Comentó que si durante la campaña atendió mensajes en Facebook y respondió a 68 mil mensajes en WhatsApp dedicando cada día dos horas a la tarea, como gobernante le dedicará al asunto tres horas, sustituyendo la silla de gobierno actual por una sala llena de pantallas para tener en marcha una audiencia digital.

Recalcó que desde su paso por la alcaldía de García, todos los ciudadanos del municipio tienen su teléfono, y conocen numerosos detalles de su vida familiar (gracias, por ejemplo, a las trivias y concursos organizados para multiplicar su red).
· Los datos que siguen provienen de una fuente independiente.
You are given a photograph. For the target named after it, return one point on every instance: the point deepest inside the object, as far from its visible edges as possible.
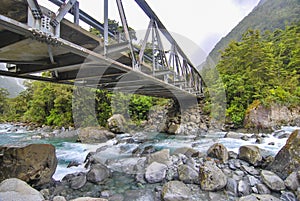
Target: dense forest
(268, 15)
(44, 103)
(262, 68)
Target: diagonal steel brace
(63, 10)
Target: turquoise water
(67, 150)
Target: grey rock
(287, 159)
(188, 175)
(263, 189)
(117, 124)
(59, 198)
(251, 154)
(89, 199)
(98, 173)
(233, 135)
(253, 180)
(218, 151)
(292, 181)
(211, 177)
(232, 186)
(175, 191)
(298, 193)
(155, 172)
(94, 135)
(34, 163)
(250, 170)
(189, 152)
(162, 156)
(257, 197)
(219, 196)
(273, 181)
(288, 196)
(77, 181)
(244, 187)
(17, 190)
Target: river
(68, 150)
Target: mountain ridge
(267, 15)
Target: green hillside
(268, 15)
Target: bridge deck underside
(75, 57)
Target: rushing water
(67, 150)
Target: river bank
(124, 164)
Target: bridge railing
(172, 66)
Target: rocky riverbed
(154, 166)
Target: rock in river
(272, 180)
(94, 135)
(17, 190)
(218, 151)
(211, 177)
(34, 164)
(175, 191)
(288, 158)
(251, 154)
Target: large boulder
(257, 197)
(155, 172)
(94, 135)
(187, 174)
(288, 158)
(98, 173)
(89, 199)
(117, 124)
(218, 151)
(17, 190)
(292, 182)
(34, 164)
(175, 191)
(162, 156)
(273, 181)
(266, 118)
(250, 154)
(211, 177)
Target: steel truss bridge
(34, 39)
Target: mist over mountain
(267, 15)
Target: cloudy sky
(204, 22)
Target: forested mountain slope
(268, 15)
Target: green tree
(3, 103)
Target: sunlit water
(67, 150)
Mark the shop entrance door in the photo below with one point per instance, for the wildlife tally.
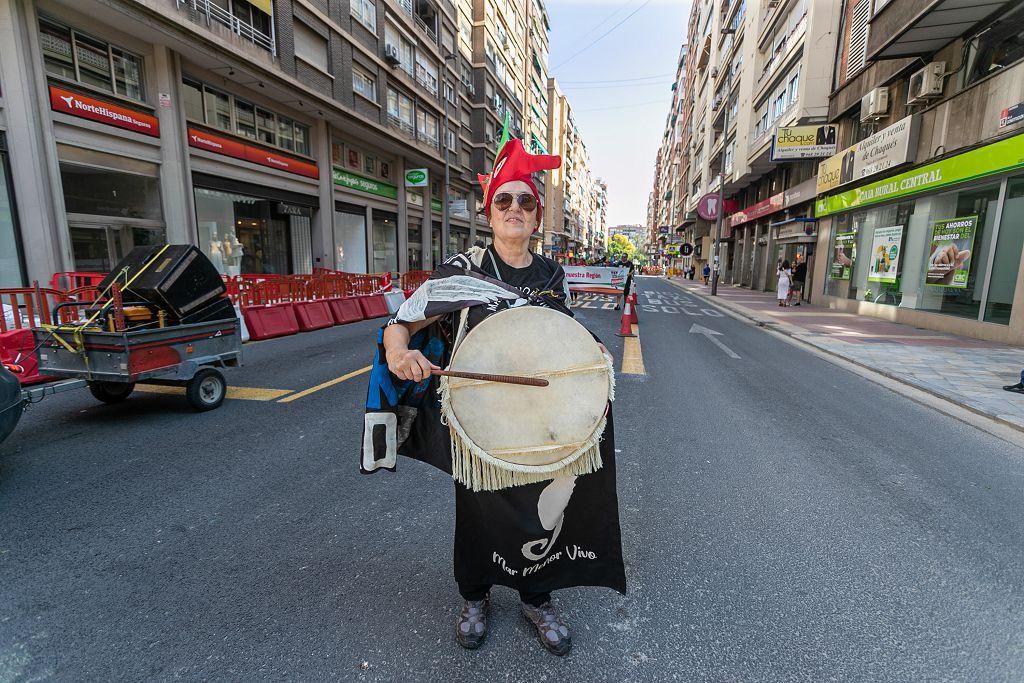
(97, 248)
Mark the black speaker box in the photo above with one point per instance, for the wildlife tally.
(181, 280)
(218, 309)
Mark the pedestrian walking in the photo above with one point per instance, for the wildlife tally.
(506, 537)
(1017, 388)
(784, 283)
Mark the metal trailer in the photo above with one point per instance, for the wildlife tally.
(111, 364)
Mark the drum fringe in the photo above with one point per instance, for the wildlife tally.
(478, 470)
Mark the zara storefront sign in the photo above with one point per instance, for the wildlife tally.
(796, 142)
(68, 101)
(888, 148)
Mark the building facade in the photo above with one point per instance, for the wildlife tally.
(275, 135)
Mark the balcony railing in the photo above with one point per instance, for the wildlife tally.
(242, 29)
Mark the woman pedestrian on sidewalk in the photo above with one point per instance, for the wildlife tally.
(531, 537)
(784, 283)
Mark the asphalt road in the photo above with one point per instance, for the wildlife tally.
(782, 519)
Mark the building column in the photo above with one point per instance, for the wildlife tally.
(175, 173)
(402, 242)
(36, 175)
(323, 225)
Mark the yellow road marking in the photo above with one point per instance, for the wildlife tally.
(243, 393)
(325, 385)
(632, 355)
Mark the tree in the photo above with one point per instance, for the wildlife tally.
(621, 247)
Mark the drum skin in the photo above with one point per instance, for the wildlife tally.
(530, 425)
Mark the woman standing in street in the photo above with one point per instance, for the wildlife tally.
(506, 537)
(784, 283)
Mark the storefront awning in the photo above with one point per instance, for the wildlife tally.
(903, 30)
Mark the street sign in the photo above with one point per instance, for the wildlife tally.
(708, 207)
(416, 177)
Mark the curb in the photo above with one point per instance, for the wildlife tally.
(747, 315)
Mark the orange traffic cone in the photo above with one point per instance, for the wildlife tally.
(626, 322)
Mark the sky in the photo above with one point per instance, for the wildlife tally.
(621, 123)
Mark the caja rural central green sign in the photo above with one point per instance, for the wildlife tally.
(992, 159)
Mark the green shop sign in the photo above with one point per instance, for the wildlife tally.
(352, 181)
(989, 160)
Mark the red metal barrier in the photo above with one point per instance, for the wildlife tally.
(374, 305)
(27, 307)
(72, 281)
(269, 322)
(345, 310)
(313, 314)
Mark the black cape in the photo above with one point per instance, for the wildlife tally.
(535, 538)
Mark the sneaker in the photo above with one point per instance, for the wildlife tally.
(472, 627)
(554, 634)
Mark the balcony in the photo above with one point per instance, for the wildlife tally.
(216, 14)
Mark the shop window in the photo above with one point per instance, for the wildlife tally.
(218, 110)
(104, 193)
(245, 119)
(224, 112)
(1009, 248)
(193, 95)
(310, 46)
(365, 84)
(266, 128)
(76, 56)
(10, 265)
(385, 242)
(366, 12)
(243, 233)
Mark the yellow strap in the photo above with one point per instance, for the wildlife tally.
(127, 285)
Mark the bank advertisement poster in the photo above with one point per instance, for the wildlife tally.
(581, 276)
(844, 255)
(949, 254)
(887, 243)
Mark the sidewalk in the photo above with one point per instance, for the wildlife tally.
(968, 372)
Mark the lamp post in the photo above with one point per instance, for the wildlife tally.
(445, 191)
(721, 184)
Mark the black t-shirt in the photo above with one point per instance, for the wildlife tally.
(542, 273)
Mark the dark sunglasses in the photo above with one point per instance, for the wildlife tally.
(526, 202)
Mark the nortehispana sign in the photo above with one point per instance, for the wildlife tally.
(83, 107)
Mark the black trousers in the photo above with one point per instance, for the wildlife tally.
(479, 592)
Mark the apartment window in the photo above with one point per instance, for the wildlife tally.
(223, 112)
(857, 42)
(365, 84)
(426, 127)
(426, 74)
(366, 12)
(310, 46)
(75, 56)
(399, 111)
(403, 46)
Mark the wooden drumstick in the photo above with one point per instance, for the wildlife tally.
(507, 379)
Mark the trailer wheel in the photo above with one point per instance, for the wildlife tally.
(206, 390)
(112, 392)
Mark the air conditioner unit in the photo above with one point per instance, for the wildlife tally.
(875, 104)
(927, 83)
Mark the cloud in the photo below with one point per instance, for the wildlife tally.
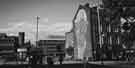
(56, 37)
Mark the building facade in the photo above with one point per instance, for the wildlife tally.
(103, 31)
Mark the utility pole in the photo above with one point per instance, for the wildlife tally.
(37, 31)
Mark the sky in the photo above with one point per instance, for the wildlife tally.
(55, 17)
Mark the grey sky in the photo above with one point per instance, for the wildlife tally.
(55, 16)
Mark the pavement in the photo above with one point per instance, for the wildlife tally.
(70, 64)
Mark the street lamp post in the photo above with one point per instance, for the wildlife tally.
(37, 30)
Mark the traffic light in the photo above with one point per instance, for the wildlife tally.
(127, 18)
(126, 26)
(118, 3)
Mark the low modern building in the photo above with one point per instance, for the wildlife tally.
(50, 46)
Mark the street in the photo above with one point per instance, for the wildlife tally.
(106, 64)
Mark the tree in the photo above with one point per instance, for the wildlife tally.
(70, 51)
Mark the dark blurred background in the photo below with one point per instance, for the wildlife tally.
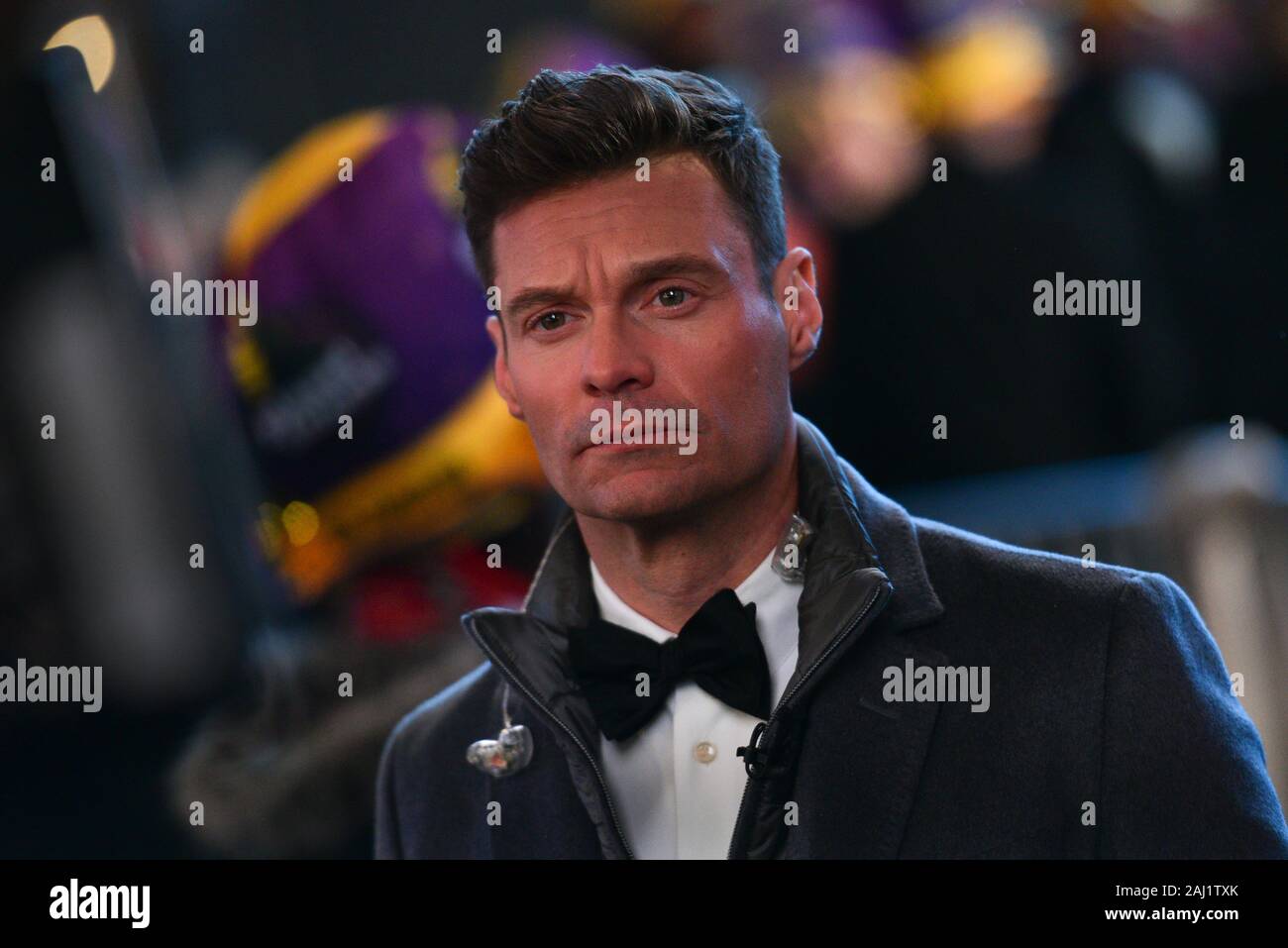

"¿Cuántos de ustedes tienen el teléfono de su presidente municipal?", preguntó a los asistentes. Todos negaron con la cabeza. Y lo mismo conocen a su esposa, a sus hijos, y hasta detalles acerca de su gallo.

"El Bronco" insistió en que su campaña es prueba de que en los nuevos contextos ya no tienen sentido las estructuras basadas en radio o televisión, y que los medios, y también los políticos, tiene que aprender a lidiar con esas condiciones.

"Para hacer las cosas", dijo, "necesitamos a la gente", y describió el modo en que un modesto equipo de campaña convocó a numerosos jóvenes voluntarios para actuar como potenciadores de sus mensajes, diseñados para que cualquiera los entienda y para convocar no tanto a la racionalidad, aunque la admitió como necesaria, sino sobre todo al sentimiento, al corazón, a las emociones, en un contexto de franqueza que convoca la buena voluntad de la gente.

Y recomendó a los encuestadores no preguntar a las personas qué piensan acerca de un candidato, sino más bien qué sienten sobre él.

Pidió "que regrese al gobierno la meritocracia, que gobiernen los que saben", y nuevamente sus palabras las interrumpió una salva de aplausos. "Los que saben, los que le entienden, los que tienen el carácter y conecten el cerebro al corazón y a lo que hay más abajito del corazón".

Tras señalar que su campaña costó nueve millones de pesos "contra mil y pico que gastó el PRI, o el PAN". Cerró su participación reiterando lo que él demostró como posible: "Sí se puede hacer una campaña con pocos recursos y sin partido político. Sí se puede ganar una elección con pocos recursos y sin partido político. Nuevo León es un ejemplo de ello y es hoy la punta de lanza de una nueva Revolución Mexicana, aunque se enojen los políticos... Vamos a vencer el bipartidismo en el país, y lo vamos a hacer en la democracia, en paz, con tranquilidad".